Saw your chips (and this thread) for the first time tonight, as
@Jeff was using them as card cappers.
Pics?
I'm wearing 200x magnification reading glasses under bright poker table lights, and have no idea what any of the text says -- it is way too small and totally unreadable. Wish you had taken the advice offered above.
The only thing that somewhat needs to be readable by everyone really is the chip value as a number, and that one has the biggest font size on the inlay if you ignore the logo. It's actually just a little bit smaller than its counterpart on the Horseshoe chips - and keep in mind those aren't as limited with space as I was, given they have used faux shaped inlays where they can put graphical elements very close to the border.

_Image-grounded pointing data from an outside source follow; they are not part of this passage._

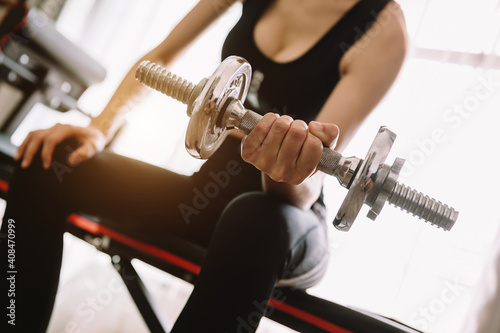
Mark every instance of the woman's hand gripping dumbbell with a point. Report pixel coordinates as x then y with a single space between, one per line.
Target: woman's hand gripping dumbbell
215 107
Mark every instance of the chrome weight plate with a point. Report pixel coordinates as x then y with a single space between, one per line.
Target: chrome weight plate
230 80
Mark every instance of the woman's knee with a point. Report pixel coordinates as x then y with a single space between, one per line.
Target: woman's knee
258 214
38 183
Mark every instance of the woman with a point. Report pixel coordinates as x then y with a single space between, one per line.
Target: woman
326 63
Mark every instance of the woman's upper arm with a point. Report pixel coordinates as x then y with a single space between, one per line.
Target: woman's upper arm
368 69
203 14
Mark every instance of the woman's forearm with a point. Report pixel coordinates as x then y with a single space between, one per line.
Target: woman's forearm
129 92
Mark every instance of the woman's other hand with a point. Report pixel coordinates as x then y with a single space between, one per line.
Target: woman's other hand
90 139
287 150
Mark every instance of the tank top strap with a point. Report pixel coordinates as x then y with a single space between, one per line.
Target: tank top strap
354 24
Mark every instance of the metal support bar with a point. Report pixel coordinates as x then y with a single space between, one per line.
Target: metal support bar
139 293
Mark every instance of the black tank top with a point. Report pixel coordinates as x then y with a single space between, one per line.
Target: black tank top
298 88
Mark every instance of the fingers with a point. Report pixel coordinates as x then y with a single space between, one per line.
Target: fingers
328 133
84 152
252 143
47 140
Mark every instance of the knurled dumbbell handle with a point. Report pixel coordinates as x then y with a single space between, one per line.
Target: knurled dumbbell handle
330 159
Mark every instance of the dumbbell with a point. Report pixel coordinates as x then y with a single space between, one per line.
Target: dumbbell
215 107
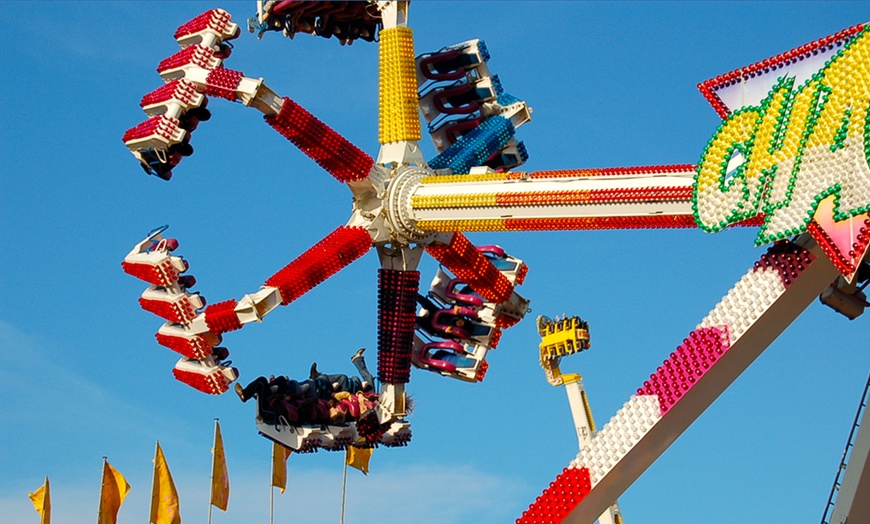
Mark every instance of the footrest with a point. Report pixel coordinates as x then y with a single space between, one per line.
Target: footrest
205 375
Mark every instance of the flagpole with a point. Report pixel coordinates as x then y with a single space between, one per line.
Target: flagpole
344 486
153 481
102 487
211 480
272 487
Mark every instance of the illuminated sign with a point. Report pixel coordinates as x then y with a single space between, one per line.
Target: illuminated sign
801 155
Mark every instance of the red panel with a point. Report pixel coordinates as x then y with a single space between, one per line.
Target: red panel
213 383
192 347
709 87
560 498
397 304
473 268
221 317
163 274
162 125
196 54
181 310
216 19
223 82
331 151
787 258
324 259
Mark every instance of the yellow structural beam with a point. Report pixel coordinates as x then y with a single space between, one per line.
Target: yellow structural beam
399 120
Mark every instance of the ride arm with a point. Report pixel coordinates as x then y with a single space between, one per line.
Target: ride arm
192 329
757 309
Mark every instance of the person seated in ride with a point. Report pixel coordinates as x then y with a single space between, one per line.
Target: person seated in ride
455 322
312 401
351 384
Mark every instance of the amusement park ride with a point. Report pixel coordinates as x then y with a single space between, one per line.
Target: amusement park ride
790 157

If you can read the text around the circle and the small subtitle, that's cool. If you cannot - you are not missing anything. Both have a purely decorative function, they don't carry any relevant extra information; not being able to read them really doesn't matter if you can at least somewhat read the colored value label.
If you want to see for yourself, look the set up on ChipDB, there's high resolution photos of the inlays you can view fullscreen. If that still doesn't quite make them readable, then the problem might not lie with the chip inlays.

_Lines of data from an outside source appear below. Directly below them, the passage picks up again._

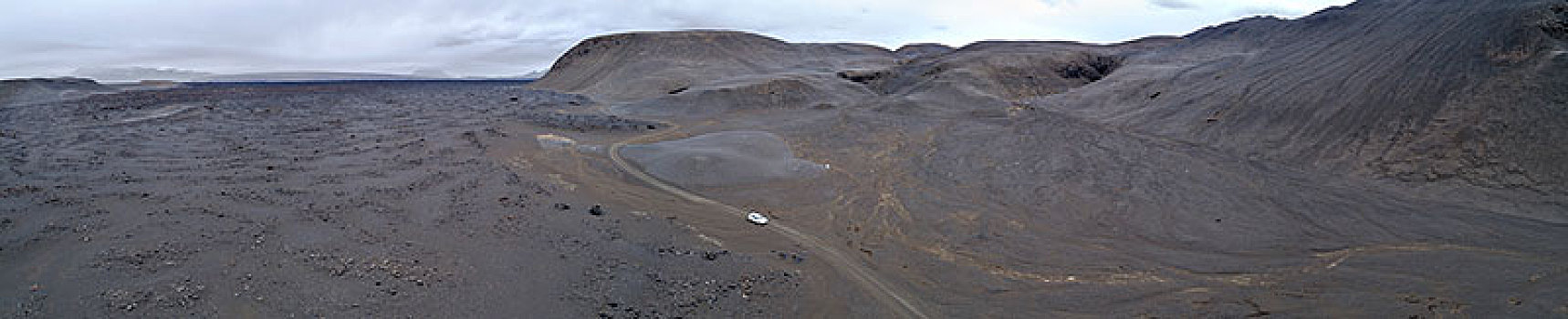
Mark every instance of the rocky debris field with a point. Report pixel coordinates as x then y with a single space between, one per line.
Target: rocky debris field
329 199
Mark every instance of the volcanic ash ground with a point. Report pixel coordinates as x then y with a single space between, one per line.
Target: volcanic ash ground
723 159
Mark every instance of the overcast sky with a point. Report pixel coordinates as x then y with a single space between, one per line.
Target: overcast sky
486 38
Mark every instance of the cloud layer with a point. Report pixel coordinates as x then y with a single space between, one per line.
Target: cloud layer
486 38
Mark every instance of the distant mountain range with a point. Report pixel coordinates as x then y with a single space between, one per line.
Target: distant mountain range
139 74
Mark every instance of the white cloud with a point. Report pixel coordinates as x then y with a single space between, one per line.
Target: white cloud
517 36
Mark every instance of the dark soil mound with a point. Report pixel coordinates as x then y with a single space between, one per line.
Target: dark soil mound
722 159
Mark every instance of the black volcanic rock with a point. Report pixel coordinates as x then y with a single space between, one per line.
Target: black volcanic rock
1419 91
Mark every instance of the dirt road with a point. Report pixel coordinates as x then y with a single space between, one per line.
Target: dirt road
893 297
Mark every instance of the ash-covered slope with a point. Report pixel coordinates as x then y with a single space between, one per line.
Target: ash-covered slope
635 66
1473 91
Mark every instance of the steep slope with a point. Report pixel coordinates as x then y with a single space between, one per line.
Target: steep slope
1427 91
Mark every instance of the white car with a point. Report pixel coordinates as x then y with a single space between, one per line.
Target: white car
758 218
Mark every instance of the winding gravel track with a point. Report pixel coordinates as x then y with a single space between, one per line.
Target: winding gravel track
891 296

Sizing all of these labels up so far that people with glasses can easily read them (or simply removing the text around the circle) would have drastically changed the overall look of those chips in a way I absolutely didn't like - else I would have considered doing it.

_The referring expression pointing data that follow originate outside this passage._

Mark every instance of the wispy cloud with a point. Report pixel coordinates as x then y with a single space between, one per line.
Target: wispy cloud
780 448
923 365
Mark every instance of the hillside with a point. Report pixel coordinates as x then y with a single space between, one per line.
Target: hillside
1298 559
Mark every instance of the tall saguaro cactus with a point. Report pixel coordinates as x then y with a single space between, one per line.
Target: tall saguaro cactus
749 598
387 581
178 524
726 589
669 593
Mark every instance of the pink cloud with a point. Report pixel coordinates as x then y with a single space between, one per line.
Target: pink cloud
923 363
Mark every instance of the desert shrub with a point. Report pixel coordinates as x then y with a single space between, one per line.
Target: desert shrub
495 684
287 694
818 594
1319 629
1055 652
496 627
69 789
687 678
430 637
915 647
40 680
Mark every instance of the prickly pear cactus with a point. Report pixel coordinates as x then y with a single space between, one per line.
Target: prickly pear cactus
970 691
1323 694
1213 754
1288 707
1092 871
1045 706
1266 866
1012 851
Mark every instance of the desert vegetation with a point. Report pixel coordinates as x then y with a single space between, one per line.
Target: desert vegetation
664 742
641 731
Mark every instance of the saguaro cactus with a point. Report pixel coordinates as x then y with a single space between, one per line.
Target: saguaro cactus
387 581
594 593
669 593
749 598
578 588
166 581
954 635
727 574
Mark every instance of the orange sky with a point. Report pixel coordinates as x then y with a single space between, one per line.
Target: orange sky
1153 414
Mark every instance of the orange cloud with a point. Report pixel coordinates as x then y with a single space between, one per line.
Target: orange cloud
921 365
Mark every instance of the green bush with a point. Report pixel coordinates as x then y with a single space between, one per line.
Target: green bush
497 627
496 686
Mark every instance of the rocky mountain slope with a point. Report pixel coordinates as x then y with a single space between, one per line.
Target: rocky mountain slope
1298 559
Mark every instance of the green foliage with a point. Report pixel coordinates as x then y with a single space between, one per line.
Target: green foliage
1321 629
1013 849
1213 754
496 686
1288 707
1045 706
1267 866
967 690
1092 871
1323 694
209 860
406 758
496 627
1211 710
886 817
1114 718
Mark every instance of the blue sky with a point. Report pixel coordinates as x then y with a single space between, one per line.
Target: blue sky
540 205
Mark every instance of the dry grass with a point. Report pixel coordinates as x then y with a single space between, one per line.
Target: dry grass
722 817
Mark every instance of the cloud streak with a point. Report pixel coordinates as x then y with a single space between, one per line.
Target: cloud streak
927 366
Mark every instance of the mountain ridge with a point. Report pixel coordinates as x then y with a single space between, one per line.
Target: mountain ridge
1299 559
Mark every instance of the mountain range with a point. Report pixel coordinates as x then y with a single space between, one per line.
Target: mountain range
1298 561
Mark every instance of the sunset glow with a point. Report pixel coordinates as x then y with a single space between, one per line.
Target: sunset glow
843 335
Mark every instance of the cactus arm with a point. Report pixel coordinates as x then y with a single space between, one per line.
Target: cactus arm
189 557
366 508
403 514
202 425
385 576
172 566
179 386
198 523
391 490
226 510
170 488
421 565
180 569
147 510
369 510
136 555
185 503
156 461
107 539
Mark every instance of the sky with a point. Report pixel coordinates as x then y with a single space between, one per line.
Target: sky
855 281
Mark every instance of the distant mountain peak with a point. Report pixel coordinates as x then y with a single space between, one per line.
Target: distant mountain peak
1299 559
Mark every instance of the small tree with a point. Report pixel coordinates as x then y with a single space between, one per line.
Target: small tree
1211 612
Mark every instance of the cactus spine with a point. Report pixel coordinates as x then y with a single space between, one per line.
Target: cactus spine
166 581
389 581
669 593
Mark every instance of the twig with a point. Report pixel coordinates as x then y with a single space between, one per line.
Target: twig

Maybe if I went with the FDL mold, larger 1 1/16" faux shaped inlays, it would have just so become readable.
The only thing I regret about the inlays was not brightening up the purple for the $500 value label more - that one really is hard to read. But well, I guess there's no such thing as a first time without mistakes, and the impact could be far worse - the $500 is a chip that will probably never see the felt in the first place, and even if it does one day, the chip edge spots really stand out, making recognition still quite easy.